How to set up Raspberry Pi with GUI or command line

We continue with the Raspberry Pi tutorials. We have already seen how to install Raspbian (or another OS) through Etcher or with Noobs. Now it’s time to configure our Raspberry Pi.

Within the configuration, we include options to change language, location, enable or disable interfaces, change the resolution, or boot options.

In the next entry, we will see how to manage users and change passwords, so we exclude this from the Raspberry Pi configuration because it deserves its own entry.

Fortunately, in the current versions of Raspbian, the process of setting up a Raspberry Pi has been greatly simplified, as a graphical configuration window has been added to the GUI.

Nevertheless, the previous method of setting up from the command line is still maintained, through a window with options similar to the one available in the GUI. We will see both methods in this post.

We will assume that we have just installed the Raspberry Pi, so it is still in English. Therefore, the instructions and windows we see will be in English, to make it easier to follow. At the end of the entry, you will have your Raspberry Pi configured in the language you want.

Configure Raspberry Pi from GUI

As we mentioned earlier, in the current versions of Raspbian, the process of configuring the Raspberry Pi has been greatly simplified since we have a configuration window with all the available options.

This window is available from the start menu, under Preferences/Raspberry Pi Configuration.


We access a window that has four different tabs.


In the first one, we can change the password, the device name, adjust boot options, and change the resolution.


In the second tab, we have the interface options. From here, we can activate very important functions of the Raspberry Pi, such as remote access via SSH or VPN, the interface with the camera, communication buses (SPI, I2C, Serial, and 1-Wire), or remote GPIO control.


In the third tab, we have the performance options.
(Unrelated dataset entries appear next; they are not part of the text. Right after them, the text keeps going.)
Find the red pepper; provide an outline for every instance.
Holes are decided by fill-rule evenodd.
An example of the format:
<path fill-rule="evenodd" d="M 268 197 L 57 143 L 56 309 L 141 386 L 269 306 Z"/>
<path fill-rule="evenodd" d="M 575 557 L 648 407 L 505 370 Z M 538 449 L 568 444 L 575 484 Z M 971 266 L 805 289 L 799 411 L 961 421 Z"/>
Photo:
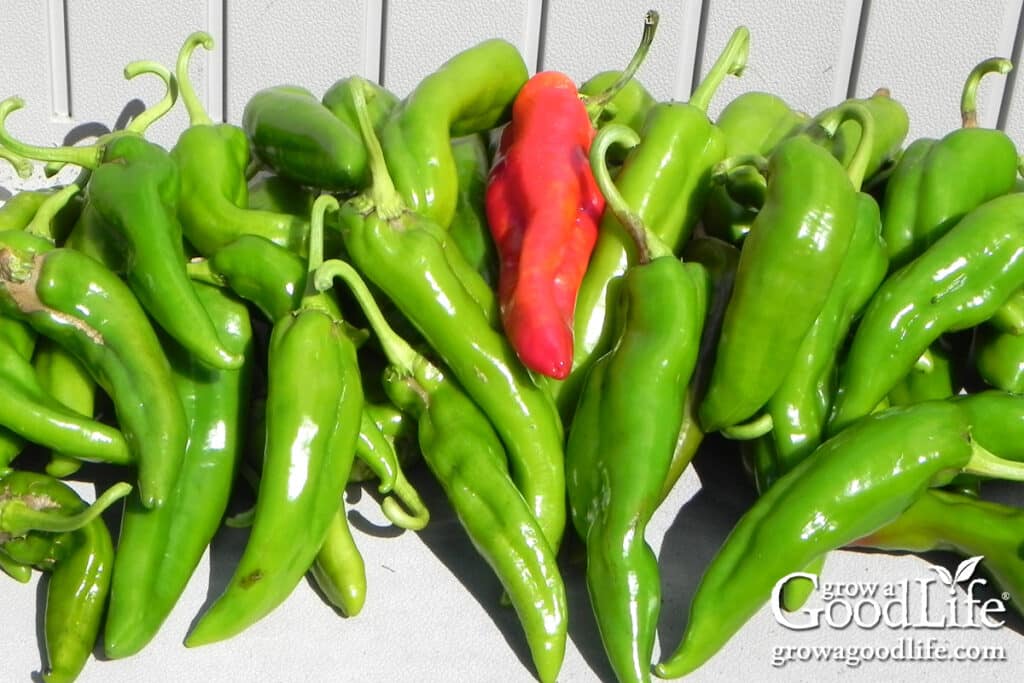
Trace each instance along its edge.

Basically, the option to overclock our Raspberry Pi and change the memory dedicated to the GPU (graphics card).


The fourth and last tab has the location options and has four buttons. It is advisable to go through all four to configure the regional options of the Raspberry Pi.


With the first button, Set Locale, we change the language and region of the Raspberry Pi. In the second button, Set TimeZone, we change the time zone.


The third button, Set Keyboard, allows us to change the keyboard layout (well, Spanish speakers, we have the letter ‘Ñ’ again).


Finally, with the fourth button, Set Wifi Country, we choose our region again. This simply adjusts certain Wifi parameters as some countries have different regulations regarding electromagnetic emission and use of Wifi channels.


Configure Raspberry Pi from command line

It is also possible that we want to configure the Raspberry Pi from the command line. This may be because we have chosen an OS without a GUI, because we are accessing via SSH, or simply because we like to use the command line.

Since the first version of the Raspberry Pi, before having a graphical window for configuration, Raspbian has always had a console utility to configure the Raspberry Pi.

To access, from a command line, we run the command

sudo raspi-config


A window appears in which, basically, we have the same options as we have seen in the previous section in the case of the graphical window.


We simply scroll through the different menus and submenus with the cursor keys, and modify the options we want.

We have now configured our Raspberry Pi. In the next entry, we will spend some time managing users and passwords, a basic and necessary security measure in any installation.